İş hayatına katılıyor olsalar da olmasalar da kadınların evde mesai harcadıklarını hepimiz biliyoruz. Tencereler dolup dolup boşalıyor, çamaşırlar ha babam yıkanıp paklanıyor, ortalık toparlanıyor, çocuklar ve yaşlılarla ilgileniliyor, dip bucak temizlik yapılıyor. Sınıfsal farklılıklar olmakla birlikte, genel olarak ev işleri kadınlara bakıyor.
Yalnız, bir şeyi bilmiyoruz: Bu görünmeyen ev-içi emeğin karşılığının ne olduğunu.

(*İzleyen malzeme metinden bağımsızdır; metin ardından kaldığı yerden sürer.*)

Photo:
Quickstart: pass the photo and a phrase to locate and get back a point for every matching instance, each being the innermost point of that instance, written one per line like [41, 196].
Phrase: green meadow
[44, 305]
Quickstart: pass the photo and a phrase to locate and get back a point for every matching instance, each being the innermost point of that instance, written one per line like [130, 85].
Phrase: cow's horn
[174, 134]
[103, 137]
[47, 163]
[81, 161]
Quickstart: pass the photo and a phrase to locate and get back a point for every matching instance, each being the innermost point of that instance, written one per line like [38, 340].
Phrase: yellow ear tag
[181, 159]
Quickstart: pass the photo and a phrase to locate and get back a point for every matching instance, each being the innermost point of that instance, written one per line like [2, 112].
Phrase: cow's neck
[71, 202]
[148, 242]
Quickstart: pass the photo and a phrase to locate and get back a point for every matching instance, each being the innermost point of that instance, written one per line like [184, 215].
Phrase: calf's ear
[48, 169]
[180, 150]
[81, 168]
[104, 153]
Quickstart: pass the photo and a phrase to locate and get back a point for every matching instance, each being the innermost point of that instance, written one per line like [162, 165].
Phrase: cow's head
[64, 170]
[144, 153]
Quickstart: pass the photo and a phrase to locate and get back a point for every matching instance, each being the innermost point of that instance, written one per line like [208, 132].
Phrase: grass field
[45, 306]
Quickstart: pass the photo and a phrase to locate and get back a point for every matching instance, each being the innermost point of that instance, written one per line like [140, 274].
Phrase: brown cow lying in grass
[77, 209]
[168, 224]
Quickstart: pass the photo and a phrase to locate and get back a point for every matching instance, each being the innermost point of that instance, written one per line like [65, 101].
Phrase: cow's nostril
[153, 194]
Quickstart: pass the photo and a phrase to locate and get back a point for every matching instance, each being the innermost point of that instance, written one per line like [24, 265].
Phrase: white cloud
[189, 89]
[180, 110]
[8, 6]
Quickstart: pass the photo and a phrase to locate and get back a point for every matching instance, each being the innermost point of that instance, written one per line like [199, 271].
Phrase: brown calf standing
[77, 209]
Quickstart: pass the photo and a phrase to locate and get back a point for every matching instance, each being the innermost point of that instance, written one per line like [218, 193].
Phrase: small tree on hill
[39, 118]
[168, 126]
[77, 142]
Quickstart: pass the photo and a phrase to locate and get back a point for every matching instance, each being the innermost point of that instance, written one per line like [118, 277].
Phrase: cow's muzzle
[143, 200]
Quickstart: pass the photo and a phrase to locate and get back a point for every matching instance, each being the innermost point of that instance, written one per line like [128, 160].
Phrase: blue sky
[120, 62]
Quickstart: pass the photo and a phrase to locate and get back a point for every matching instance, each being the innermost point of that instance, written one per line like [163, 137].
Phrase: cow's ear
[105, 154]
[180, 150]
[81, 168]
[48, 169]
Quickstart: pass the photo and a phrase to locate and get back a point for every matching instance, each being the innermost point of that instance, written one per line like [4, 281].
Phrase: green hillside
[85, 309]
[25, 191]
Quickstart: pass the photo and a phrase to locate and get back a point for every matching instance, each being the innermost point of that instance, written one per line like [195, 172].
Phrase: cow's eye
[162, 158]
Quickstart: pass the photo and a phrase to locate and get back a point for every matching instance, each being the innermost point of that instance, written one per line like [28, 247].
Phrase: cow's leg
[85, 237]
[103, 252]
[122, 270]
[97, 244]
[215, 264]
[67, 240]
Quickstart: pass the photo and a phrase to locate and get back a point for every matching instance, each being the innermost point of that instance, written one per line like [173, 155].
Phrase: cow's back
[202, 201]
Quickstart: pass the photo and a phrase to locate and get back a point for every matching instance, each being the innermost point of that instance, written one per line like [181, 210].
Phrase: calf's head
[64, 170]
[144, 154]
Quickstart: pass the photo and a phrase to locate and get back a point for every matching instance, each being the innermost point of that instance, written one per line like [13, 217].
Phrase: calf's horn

Farz edelim ki ev ve bakım işlerinin tümünü bir şirket üstlendi. Dünyanın dört bucağında ofisler açıldı, bir sürü çalışan istihdam edildi, bu çalışanlara sosyal güvenlik hizmeti sağlandı. Haliyle bunun için bir bütçe ayrılması gerekir. Sizce bütün bunlar ne kadara mal olur?
(Tomris Uyar, oğlu H. Turgut Uyar’ın tahminine göre Etiler Basın Sitesi'ndeki evde, Gülüver ile...)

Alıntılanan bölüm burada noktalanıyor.